As the global service economy grows, companies rely increasingly on contact centers to drive better customer experiences, increase customer satisfaction, and lower costs with increased efficiencies. Customer demand has increased far more rapidly than contact center employment ever could. Combined with the high agent churn rate, customer demand creates a need for more automated real-time customer communication augmenting the agents.
Researchers recognized these trends as early as the 1970s and began developing primitive voice menus navigable through touch-tone phones. While voice menus may answer frequently asked questions and reduce pressure on contact center agents, customers often find it frustrating to interact with them.
Chances are that you may have been one of the callers who wanted to speak to an agent directly, instead listening to multiple layers of prerecorded voice prompts, due to any of the following reasons:
- Listening to menu options that best match your queries takes time.
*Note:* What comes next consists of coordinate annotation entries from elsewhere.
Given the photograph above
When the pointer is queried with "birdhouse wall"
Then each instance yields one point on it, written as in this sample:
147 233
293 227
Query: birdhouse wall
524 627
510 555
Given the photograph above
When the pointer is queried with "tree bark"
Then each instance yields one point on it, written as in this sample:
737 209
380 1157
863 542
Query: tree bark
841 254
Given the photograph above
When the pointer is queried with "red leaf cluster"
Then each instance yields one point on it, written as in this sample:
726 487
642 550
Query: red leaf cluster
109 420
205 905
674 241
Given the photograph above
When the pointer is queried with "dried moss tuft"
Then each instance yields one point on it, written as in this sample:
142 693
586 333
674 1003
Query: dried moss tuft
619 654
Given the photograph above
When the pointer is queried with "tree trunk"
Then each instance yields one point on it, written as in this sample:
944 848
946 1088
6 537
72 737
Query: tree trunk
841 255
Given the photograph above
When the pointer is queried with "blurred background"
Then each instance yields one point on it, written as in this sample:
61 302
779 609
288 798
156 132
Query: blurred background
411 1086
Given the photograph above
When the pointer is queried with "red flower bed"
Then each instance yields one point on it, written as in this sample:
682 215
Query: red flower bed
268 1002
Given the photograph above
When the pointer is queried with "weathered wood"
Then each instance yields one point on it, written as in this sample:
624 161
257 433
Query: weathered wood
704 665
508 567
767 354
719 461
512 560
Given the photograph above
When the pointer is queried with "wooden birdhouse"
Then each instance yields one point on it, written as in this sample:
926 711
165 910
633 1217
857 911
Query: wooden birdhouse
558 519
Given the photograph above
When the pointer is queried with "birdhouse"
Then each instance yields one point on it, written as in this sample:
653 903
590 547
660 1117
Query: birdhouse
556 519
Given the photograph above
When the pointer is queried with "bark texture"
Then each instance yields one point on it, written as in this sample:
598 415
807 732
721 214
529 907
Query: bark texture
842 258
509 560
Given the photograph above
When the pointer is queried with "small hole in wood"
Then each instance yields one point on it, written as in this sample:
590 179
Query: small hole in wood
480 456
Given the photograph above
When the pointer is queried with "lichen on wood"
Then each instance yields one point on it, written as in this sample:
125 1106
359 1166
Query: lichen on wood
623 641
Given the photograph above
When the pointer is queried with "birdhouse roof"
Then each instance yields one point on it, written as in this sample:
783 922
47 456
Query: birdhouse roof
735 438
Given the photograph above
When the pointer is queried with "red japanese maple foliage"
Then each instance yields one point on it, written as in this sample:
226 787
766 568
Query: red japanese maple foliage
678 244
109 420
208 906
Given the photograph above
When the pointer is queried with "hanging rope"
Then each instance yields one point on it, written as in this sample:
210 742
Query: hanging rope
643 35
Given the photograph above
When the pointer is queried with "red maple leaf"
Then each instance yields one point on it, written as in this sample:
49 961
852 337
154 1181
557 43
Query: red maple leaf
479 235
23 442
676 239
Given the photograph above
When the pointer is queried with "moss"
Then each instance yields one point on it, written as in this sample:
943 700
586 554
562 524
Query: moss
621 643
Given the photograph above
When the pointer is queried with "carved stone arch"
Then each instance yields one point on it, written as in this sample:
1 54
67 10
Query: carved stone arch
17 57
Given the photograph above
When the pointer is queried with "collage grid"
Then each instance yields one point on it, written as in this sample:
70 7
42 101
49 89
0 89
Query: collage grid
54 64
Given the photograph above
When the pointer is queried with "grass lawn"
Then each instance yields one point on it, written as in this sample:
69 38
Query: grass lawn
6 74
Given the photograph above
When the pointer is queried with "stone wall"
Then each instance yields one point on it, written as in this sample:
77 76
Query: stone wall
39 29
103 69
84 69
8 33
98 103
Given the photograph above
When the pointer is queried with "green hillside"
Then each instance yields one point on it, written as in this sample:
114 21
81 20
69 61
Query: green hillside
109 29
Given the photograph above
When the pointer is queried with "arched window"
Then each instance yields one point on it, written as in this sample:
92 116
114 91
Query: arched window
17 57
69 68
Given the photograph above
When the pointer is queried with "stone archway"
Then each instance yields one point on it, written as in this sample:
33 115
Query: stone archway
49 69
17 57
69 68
Moreover, after you reach a contact center agent, your issue may be complex enough that it cannot be resolved in one call.
- Your issue may not closely match the menu options, or it might fall under multiple options.
- You and the contact center agent may not speak the same native languages, particularly if the contact center is outsourced to another country.
- Some contact centers may not be staffed at a convenient time for you to call.
To effectively resolve these issues, companies have begun integrating intelligent virtual assistants, also known as AI virtual assistants, into their contact center solutions.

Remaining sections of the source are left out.